Fourth industrial revolution

“Where things are heading is to build systems with more contextual relevance, can do a wider range of complex tasks and can more rapidly pick up new tasks.

“Humans are extremely adaptable to do new things, whether it’s new machinery or having to handle new orders because you can explain these things to them.

“Whereas we’re still having to train up machine learning systems to new ways of doing things.

“We’re not in the same space of flexibility and that’s a very active way of doing machine learning systems.”

 

Prof Christopher Manning on impact of AI on jobs

“It’s a complex issue. On the one hand, it’s wrong to completely sugar coat things and say everything will be fine.

“But on the other hand, I don’t think we should be too worried – although it’s hard to predict the future.

“What’s happened time and time again is job functions that have gone away but then been replaced.

“It used to be the case that 90% of people worked in agriculture but now it’s about 3%. So almost everyone lost that job.

“Then we can look at other jobs like factory work and mining. They used to employ thousands of people but now has far fewer numbers.

Prof Christopher Manning
Prof Christopher Manning, of Stanford University and IPsoft

“Over time, technology has opened up new opportunities.
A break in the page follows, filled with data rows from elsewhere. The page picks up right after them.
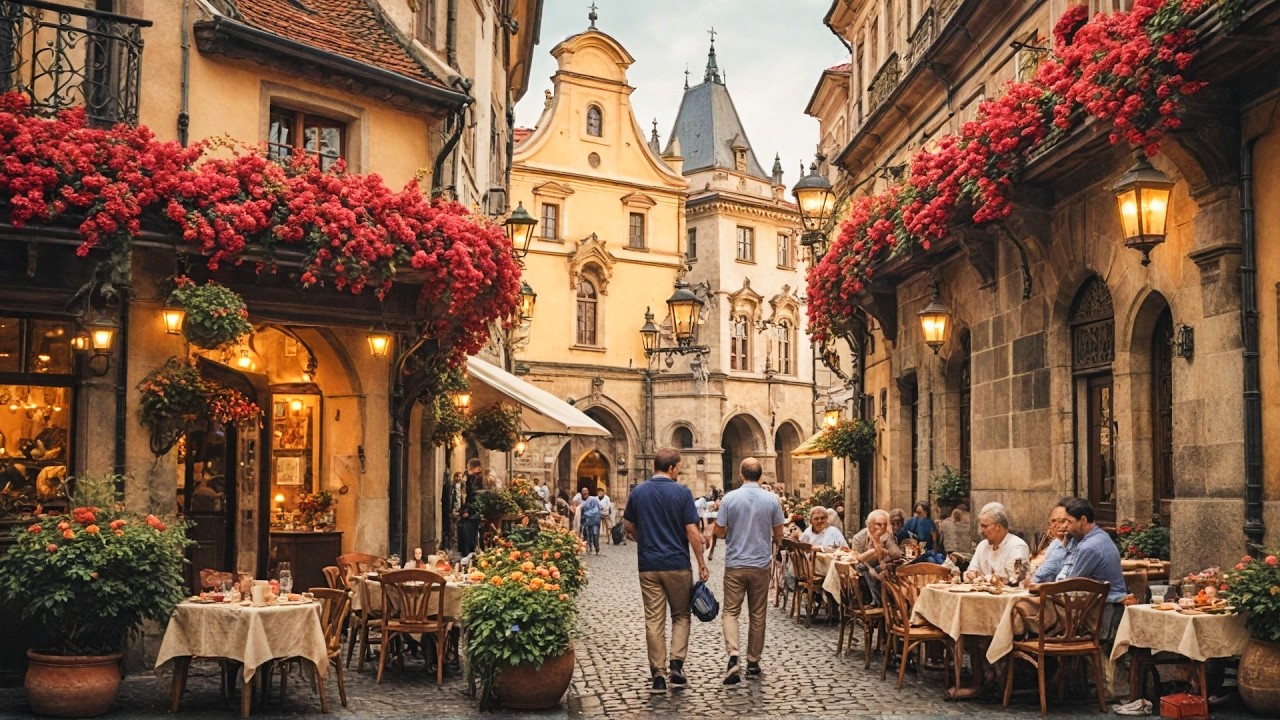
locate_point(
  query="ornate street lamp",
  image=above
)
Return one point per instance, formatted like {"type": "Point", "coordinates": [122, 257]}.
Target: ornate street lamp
{"type": "Point", "coordinates": [528, 299]}
{"type": "Point", "coordinates": [817, 201]}
{"type": "Point", "coordinates": [935, 320]}
{"type": "Point", "coordinates": [520, 231]}
{"type": "Point", "coordinates": [1142, 195]}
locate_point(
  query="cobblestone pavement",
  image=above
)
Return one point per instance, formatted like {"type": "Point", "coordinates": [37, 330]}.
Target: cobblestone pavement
{"type": "Point", "coordinates": [803, 677]}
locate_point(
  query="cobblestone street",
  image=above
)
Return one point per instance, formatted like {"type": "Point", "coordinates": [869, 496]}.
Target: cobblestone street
{"type": "Point", "coordinates": [803, 678]}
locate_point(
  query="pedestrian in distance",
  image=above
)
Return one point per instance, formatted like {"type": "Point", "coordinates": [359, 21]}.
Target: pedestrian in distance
{"type": "Point", "coordinates": [750, 522]}
{"type": "Point", "coordinates": [590, 524]}
{"type": "Point", "coordinates": [662, 520]}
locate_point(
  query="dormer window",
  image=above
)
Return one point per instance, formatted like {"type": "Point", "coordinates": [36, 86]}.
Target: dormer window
{"type": "Point", "coordinates": [594, 121]}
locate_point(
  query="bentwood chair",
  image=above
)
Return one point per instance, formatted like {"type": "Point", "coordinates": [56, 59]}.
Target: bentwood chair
{"type": "Point", "coordinates": [1066, 623]}
{"type": "Point", "coordinates": [407, 598]}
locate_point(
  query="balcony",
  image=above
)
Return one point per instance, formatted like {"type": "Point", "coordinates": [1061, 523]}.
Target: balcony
{"type": "Point", "coordinates": [883, 85]}
{"type": "Point", "coordinates": [64, 57]}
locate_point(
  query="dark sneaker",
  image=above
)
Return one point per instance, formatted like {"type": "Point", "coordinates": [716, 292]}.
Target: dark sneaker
{"type": "Point", "coordinates": [677, 674]}
{"type": "Point", "coordinates": [731, 674]}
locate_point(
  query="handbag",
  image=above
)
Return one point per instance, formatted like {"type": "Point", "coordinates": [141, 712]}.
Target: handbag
{"type": "Point", "coordinates": [703, 602]}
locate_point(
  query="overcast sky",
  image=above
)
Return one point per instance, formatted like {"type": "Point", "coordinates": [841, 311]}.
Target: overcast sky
{"type": "Point", "coordinates": [769, 51]}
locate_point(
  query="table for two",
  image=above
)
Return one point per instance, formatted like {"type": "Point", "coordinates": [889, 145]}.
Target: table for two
{"type": "Point", "coordinates": [251, 634]}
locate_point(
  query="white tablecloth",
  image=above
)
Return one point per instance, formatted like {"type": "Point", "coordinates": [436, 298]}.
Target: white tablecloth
{"type": "Point", "coordinates": [250, 634]}
{"type": "Point", "coordinates": [972, 614]}
{"type": "Point", "coordinates": [1197, 637]}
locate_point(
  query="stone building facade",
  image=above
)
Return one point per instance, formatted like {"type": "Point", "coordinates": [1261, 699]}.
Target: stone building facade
{"type": "Point", "coordinates": [1068, 369]}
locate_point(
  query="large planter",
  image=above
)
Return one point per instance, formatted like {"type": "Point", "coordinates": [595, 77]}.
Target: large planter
{"type": "Point", "coordinates": [1260, 678]}
{"type": "Point", "coordinates": [521, 687]}
{"type": "Point", "coordinates": [72, 686]}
There used to be a lot of bookkeepers who added up numbers. Then they created spreadsheets and that function went away completely.

“It turned out that if you could add up numbers in seconds, there was a lot of financial modelling opportunities that came up.

“Now there’s far more people employed in spreadsheets than there ever were in bookkeeping.

“In many ways, we should look at this as progress of the world getting better and if we look to tackle it head-on early, we can get ahead.

“On the flip side, we need to be sensitive to all of society. There’s a lot of people in their 40s and 50s who have spent their life in a certain career – it’s their livelihood and they’d just like to keep doing it.

“We can talk about lifelong education and reskilling, which are good, but we also have to be sensitive to the fact that humans are slow to change and we need to be flexible about how we approach it.”

 

Prof Christopher Manning on the effect of AI on society

“Fundamentally, I don’t think we should be afraid of – or against – having better technology.

“In the period of the technology optimism in the 1960s, people predicted we would be working three days a week because technology would take up so much of the function.

“But what’s needed clearly is rethinking various parts of the current social contract so actually it’s a great thing and society can broadly benefit from it.

“Whereas it seems at the moment we’re stuck with a social-business system where not all the benefits are being shared as well as they could and should be.”